⑦複数社を比較する:提案と見積もりを並べることで、要件の抜けが浮かび上がる。
7つのうち、実務で特に事故が多いのは②と③です。
実体験1:要件の後出しで費用が膨らみかけた樹脂部品メーカー
組付け設備のご相談をいただいた樹脂部品メーカーでの話です。
仕様がほぼ固まった段階で、「そういえば、月に数回だけ旧型品も流すんです」と一言。
旧型品は形状が異なり、対応するには供給機構の追加で数百万円規模の費用増になる内容でした。
現場では当たり前すぎて、言うまでもないと思われていたのです。
業界の暗黙知が共有されないまま設計が進むと、こうした後出しが費用と納期を直撃します。
このケースでは幸い設計段階だったため、旧型品は人手で流す運用に切り分け、費用増を回避できました。
以来、当社はヒアリングで「例外は何ですか」を必ずしつこく聞くようにしています。
発注側でできる対策は、現場の作業者を打ち合わせに同席させること。
例外を知っているのは、管理者ではなく現場です。
失敗を防ぐ発注前の進め方——比較検討した会社のリアル
実体験2:手作業の完全再現をやめて成立した金属加工業
「ベテランと同じ動きをするロボットがほしい」というご要望をいただいた金属加工業の現場がありました。
人の動きをそのまま再現しようとすると、多関節の複雑な動作と高度なセンシングが必要になり、概算は当初予算の2倍を超えます。
私たちは工程の分解をご提案しました。
ワークの向きを揃える治具を追加し、ロボットの動きを単純化する。
判断が必要な最終確認は人に残す。
この再設計で、当初予算内に収まる構成が成立しました。
「同じ結果が出るなら、同じ動きでなくてよかったんですね」という担当者の言葉が、この仕事の本質を突いています。
自動化の目的は人の模倣ではなく、結果の再現です。
ここを履き違えると、費用は際限なく膨らみます。
実際の検討プロセス——相談前の不安から発注までの時系列
比較検討して導入に至ったお客様の経過は、おおむね次の時系列をたどります。
相談前:「何を聞けばいいかも分からない」状態。展示会のカタログを集めるだけで数カ月が過ぎる。
初回相談〜現場確認:複数社に声をかけ、現場を見せて反応を比較する。この段階で「見もせずに見積もりを出す会社」への不信感が生まれる。

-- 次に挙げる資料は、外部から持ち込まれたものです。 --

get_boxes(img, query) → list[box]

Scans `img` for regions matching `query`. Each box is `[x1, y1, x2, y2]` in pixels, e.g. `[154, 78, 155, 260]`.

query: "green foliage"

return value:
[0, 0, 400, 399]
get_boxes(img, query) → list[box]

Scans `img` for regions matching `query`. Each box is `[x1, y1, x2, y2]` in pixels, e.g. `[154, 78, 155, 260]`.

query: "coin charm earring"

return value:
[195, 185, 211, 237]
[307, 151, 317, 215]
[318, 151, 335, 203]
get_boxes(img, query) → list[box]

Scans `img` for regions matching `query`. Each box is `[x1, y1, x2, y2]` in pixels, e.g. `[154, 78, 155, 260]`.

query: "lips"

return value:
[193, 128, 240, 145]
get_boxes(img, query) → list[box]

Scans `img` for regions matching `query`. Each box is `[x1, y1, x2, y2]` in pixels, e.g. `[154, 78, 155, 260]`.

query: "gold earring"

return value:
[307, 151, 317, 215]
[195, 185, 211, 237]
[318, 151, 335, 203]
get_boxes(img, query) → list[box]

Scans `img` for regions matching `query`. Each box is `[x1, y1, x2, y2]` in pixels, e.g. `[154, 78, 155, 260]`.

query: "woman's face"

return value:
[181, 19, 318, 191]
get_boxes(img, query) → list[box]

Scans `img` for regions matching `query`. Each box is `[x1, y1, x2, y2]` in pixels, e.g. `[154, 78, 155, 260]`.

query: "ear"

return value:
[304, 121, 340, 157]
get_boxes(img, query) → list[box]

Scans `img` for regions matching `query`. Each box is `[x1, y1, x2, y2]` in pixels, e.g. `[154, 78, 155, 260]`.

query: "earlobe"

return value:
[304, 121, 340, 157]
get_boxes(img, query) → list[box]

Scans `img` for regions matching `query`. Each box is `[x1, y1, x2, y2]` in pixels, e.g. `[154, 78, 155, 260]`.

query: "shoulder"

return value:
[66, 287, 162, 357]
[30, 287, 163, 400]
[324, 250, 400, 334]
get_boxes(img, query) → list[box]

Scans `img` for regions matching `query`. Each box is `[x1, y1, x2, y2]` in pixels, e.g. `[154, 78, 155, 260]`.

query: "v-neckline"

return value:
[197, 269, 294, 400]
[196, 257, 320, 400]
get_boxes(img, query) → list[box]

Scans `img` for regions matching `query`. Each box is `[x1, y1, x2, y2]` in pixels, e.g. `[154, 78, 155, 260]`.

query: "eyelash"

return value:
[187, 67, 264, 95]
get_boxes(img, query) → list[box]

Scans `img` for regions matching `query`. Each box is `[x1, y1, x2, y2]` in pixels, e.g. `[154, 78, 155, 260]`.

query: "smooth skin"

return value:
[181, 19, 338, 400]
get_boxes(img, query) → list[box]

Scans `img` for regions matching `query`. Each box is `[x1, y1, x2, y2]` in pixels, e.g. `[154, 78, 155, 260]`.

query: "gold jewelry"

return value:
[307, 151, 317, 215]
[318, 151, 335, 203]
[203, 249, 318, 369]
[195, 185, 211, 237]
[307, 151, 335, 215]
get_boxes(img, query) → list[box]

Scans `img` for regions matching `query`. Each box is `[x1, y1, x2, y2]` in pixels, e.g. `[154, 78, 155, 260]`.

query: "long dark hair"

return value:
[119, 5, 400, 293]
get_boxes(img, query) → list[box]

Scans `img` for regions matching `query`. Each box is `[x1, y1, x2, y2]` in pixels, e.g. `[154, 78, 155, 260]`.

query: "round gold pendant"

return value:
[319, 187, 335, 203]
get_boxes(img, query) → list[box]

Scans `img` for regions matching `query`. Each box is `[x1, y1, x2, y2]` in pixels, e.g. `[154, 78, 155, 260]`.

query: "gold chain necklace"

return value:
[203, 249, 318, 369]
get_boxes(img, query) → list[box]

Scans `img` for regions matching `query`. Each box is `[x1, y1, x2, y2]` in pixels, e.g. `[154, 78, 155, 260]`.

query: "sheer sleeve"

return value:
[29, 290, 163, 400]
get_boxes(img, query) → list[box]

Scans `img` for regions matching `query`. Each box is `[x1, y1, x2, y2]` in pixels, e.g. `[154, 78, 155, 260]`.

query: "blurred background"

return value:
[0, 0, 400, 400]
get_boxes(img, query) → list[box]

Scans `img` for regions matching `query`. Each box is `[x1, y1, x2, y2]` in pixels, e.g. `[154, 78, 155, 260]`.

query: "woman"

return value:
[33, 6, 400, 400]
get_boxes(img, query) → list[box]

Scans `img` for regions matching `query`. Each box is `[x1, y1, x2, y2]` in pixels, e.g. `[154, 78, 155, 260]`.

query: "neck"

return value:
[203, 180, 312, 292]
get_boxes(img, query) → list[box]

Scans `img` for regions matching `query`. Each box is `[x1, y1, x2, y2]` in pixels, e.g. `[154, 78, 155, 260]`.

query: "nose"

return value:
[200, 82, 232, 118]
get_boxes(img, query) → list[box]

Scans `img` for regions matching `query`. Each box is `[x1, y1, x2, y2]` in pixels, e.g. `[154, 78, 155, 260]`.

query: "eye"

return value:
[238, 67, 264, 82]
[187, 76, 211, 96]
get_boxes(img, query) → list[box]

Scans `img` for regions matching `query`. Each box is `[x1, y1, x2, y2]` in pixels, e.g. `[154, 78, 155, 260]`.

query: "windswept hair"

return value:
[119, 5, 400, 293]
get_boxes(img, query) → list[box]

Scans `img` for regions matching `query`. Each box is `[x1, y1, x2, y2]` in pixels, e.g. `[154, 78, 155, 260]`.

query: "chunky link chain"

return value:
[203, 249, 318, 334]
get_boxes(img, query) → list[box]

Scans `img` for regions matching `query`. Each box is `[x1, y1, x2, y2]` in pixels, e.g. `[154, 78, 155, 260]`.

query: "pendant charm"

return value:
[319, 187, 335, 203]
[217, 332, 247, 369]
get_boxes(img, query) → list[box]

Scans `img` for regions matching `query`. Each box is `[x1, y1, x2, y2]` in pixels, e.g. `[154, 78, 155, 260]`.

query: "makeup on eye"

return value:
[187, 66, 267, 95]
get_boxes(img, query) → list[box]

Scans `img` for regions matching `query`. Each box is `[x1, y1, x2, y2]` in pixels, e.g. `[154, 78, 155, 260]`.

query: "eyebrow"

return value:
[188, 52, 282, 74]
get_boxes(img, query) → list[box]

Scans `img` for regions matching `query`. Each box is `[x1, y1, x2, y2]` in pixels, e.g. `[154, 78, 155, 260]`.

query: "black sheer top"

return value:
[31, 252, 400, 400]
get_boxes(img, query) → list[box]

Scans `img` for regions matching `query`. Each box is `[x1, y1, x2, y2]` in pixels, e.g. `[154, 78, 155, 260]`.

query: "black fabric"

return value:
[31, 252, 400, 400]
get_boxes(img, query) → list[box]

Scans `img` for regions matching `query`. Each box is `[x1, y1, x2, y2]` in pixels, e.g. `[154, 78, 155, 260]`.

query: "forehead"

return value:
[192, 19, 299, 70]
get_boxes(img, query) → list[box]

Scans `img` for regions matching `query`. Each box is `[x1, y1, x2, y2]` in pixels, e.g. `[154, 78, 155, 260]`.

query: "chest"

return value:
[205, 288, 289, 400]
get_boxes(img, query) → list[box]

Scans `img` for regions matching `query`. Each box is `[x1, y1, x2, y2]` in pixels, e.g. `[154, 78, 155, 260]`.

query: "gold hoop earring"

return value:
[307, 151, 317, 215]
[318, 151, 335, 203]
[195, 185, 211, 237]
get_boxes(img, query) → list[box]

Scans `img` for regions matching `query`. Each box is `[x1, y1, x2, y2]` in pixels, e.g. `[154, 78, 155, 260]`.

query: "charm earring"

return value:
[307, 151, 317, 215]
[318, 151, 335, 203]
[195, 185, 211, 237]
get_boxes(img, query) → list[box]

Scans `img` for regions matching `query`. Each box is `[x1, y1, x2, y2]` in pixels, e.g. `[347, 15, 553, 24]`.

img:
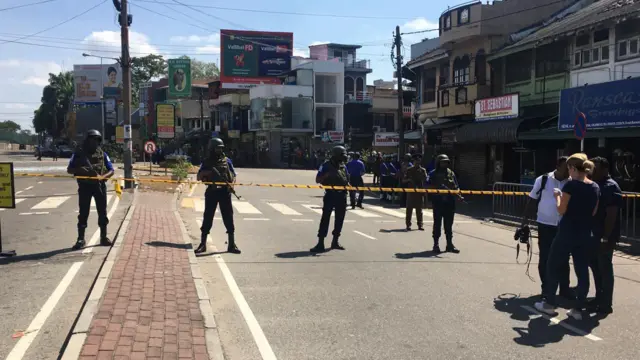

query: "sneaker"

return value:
[567, 309, 582, 320]
[533, 301, 558, 316]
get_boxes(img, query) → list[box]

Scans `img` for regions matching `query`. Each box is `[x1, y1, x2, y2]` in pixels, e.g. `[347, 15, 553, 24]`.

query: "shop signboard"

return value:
[476, 94, 520, 121]
[558, 78, 640, 131]
[373, 133, 400, 147]
[220, 30, 293, 89]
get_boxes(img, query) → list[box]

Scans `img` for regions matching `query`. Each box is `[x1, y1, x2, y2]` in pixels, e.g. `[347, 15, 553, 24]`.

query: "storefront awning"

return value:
[456, 119, 522, 144]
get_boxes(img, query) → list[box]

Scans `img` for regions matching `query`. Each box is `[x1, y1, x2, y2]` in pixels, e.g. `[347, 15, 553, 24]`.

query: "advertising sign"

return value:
[373, 133, 400, 146]
[558, 78, 640, 131]
[73, 64, 122, 104]
[167, 59, 191, 97]
[156, 104, 176, 139]
[220, 30, 293, 88]
[0, 163, 16, 209]
[476, 94, 519, 121]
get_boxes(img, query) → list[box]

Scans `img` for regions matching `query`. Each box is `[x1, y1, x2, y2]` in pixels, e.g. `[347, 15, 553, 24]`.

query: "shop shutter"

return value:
[455, 145, 487, 190]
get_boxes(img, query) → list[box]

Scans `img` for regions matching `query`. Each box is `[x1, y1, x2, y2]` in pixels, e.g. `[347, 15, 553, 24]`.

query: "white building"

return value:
[249, 58, 344, 165]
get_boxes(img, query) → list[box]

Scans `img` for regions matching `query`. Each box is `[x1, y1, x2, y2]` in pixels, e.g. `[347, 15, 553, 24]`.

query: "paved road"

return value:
[0, 157, 131, 360]
[181, 169, 640, 360]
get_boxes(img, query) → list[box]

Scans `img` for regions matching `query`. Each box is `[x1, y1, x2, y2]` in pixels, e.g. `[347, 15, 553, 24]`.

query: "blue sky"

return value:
[0, 0, 444, 128]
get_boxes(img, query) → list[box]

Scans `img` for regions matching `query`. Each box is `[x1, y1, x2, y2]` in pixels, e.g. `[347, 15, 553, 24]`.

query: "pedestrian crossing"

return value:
[181, 197, 444, 222]
[0, 195, 114, 215]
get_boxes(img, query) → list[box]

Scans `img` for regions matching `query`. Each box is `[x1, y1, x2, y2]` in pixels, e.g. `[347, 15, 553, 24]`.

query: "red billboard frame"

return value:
[220, 29, 294, 86]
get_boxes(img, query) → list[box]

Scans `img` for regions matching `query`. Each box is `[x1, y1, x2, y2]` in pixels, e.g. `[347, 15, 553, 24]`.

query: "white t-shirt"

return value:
[529, 171, 568, 226]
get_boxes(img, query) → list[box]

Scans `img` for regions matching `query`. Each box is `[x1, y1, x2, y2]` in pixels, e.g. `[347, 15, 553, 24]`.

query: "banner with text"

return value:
[220, 30, 293, 88]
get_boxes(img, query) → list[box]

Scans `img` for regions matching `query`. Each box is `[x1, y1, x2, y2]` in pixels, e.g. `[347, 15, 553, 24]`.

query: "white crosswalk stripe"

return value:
[267, 203, 302, 216]
[31, 196, 71, 210]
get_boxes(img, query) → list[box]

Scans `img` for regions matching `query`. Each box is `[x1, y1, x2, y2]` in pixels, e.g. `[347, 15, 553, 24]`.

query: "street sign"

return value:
[573, 111, 587, 140]
[144, 140, 157, 155]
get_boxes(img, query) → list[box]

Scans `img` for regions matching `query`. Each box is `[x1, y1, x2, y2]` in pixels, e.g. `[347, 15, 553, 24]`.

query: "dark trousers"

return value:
[200, 186, 235, 235]
[538, 223, 569, 292]
[433, 198, 456, 245]
[318, 190, 347, 239]
[542, 229, 593, 309]
[78, 182, 109, 235]
[349, 176, 364, 207]
[405, 193, 424, 227]
[589, 239, 614, 307]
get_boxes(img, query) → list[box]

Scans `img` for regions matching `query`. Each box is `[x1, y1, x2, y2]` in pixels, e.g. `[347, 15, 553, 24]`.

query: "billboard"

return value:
[156, 104, 176, 139]
[167, 59, 191, 97]
[73, 64, 122, 104]
[558, 78, 640, 131]
[220, 30, 293, 89]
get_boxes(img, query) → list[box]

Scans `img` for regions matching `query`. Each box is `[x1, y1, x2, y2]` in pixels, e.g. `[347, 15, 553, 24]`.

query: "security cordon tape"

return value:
[14, 173, 640, 198]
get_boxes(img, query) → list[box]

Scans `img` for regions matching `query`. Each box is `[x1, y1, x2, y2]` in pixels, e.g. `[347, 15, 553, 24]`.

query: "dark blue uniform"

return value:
[68, 149, 113, 238]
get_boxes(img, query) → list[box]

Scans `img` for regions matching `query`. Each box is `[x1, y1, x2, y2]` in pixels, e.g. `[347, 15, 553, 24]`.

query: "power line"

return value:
[135, 0, 410, 20]
[0, 0, 56, 11]
[0, 0, 107, 45]
[401, 0, 566, 35]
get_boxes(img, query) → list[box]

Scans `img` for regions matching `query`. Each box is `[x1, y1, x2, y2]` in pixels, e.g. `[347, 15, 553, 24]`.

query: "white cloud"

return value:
[83, 30, 160, 58]
[196, 45, 220, 55]
[400, 17, 438, 44]
[169, 33, 220, 44]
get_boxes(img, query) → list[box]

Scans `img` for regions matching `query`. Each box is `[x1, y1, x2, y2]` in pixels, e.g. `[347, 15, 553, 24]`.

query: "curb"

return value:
[60, 202, 136, 360]
[173, 210, 225, 360]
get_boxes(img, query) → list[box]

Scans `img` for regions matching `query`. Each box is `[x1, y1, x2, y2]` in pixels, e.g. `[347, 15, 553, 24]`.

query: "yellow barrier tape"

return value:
[14, 173, 640, 198]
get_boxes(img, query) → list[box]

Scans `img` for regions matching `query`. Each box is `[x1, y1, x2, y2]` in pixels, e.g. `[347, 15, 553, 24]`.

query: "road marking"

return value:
[6, 262, 82, 360]
[196, 220, 277, 360]
[349, 209, 381, 218]
[267, 202, 302, 216]
[353, 230, 376, 240]
[82, 196, 120, 254]
[31, 196, 71, 210]
[0, 198, 26, 211]
[520, 305, 602, 341]
[187, 184, 198, 196]
[232, 201, 262, 214]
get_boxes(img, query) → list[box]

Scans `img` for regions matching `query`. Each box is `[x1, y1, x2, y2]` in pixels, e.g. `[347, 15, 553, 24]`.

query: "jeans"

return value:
[542, 228, 592, 309]
[538, 223, 569, 293]
[589, 238, 614, 307]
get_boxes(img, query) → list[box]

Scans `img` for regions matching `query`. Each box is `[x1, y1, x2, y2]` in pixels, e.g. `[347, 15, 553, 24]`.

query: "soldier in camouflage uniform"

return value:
[67, 130, 113, 250]
[195, 138, 240, 254]
[428, 154, 460, 254]
[403, 153, 427, 231]
[311, 146, 349, 253]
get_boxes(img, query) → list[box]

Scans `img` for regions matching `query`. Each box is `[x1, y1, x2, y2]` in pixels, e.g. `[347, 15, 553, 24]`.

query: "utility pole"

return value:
[394, 26, 404, 159]
[114, 0, 133, 189]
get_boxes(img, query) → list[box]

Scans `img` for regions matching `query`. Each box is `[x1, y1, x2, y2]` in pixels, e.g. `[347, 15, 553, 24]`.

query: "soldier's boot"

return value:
[100, 226, 113, 246]
[446, 236, 460, 254]
[331, 236, 344, 250]
[309, 237, 325, 253]
[71, 229, 86, 250]
[433, 239, 442, 254]
[194, 234, 209, 254]
[227, 234, 242, 254]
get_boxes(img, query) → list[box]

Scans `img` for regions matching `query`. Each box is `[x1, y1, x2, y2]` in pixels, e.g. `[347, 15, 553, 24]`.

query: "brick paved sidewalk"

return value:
[80, 204, 209, 360]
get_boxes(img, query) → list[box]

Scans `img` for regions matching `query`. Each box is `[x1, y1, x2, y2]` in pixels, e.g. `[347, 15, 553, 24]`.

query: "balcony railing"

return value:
[344, 91, 372, 104]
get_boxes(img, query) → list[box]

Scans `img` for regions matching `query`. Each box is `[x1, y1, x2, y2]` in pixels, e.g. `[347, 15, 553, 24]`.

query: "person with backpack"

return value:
[522, 156, 574, 300]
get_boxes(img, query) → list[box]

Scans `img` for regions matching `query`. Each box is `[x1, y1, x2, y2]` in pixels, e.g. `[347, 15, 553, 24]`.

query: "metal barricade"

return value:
[492, 182, 640, 239]
[492, 182, 533, 222]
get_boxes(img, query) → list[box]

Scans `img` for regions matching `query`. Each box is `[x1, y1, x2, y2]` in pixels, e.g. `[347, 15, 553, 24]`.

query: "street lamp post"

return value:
[82, 53, 119, 143]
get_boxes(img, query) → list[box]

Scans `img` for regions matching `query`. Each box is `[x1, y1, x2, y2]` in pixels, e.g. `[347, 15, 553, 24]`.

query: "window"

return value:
[422, 68, 436, 103]
[440, 64, 451, 86]
[456, 88, 467, 104]
[440, 90, 449, 107]
[458, 8, 469, 25]
[453, 55, 470, 84]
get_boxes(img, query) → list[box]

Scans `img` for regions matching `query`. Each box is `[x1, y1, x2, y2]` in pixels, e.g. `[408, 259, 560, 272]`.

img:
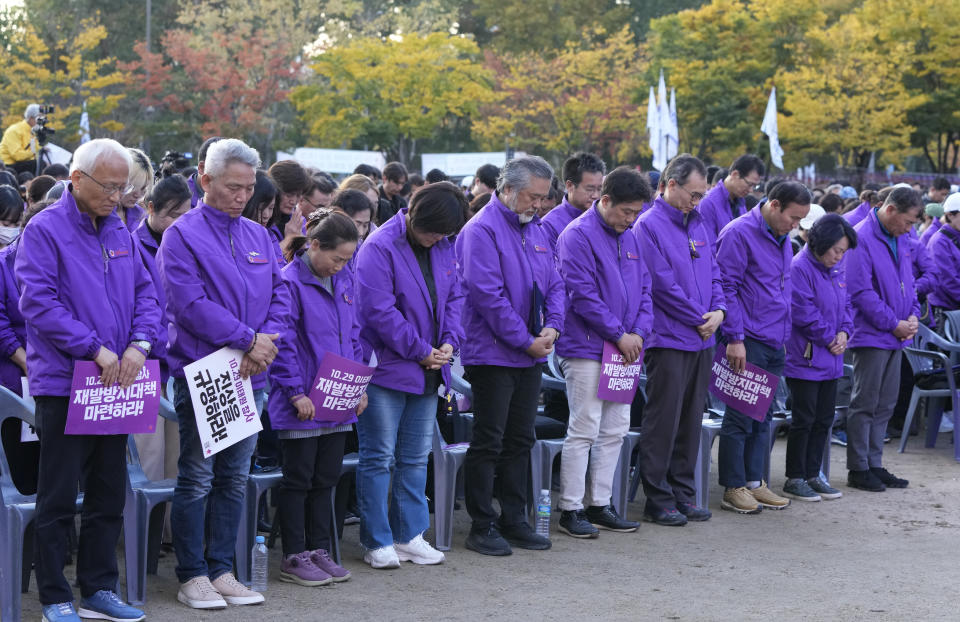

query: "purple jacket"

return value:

比較中:各社の提案がバラバラで一度混乱する。「A社は安いが説明が浅い。B社は高いが、できないことを先に言ってくれた」という迷い。
安心の転機:ある1社が「この工程は自動化に向きません。こちらから始めるべきです」と提案範囲を狭めてきたとき、逆に信頼が生まれた。
決定前:保守体制、納期、追加費用の条件、効果検証の方法を書面で確認してから発注。
期間は、初回相談から発注まででトータル3カ月から半年程度が一般的です。
この流れを知っておくだけで、自社の検討がいまどの段階にあるか、冷静に把握できます。
失敗しなかった会社が確認していた判断基準5つ
複数社を比較して導入に成功した会社は、共通して次の5つを確認していました。
どの業者に対しても使える、公平な基準です。
①現場確認の質:現地を見に来るか。見た上で質問が具体的か。
②「できないこと」を言うか:メリットしか語らない提案は要注意。限界の説明は誠実さの証拠。
③見積もりの内訳:機械・設計・調整・据付が分離されているか。一式表記だけの見積もりは比較不能。
④導入後の体制:故障時の対応窓口と復旧までの流れが明確か。
⑤実績の中身:件数だけでなく、自社と似た工程・ワークの経験があるか。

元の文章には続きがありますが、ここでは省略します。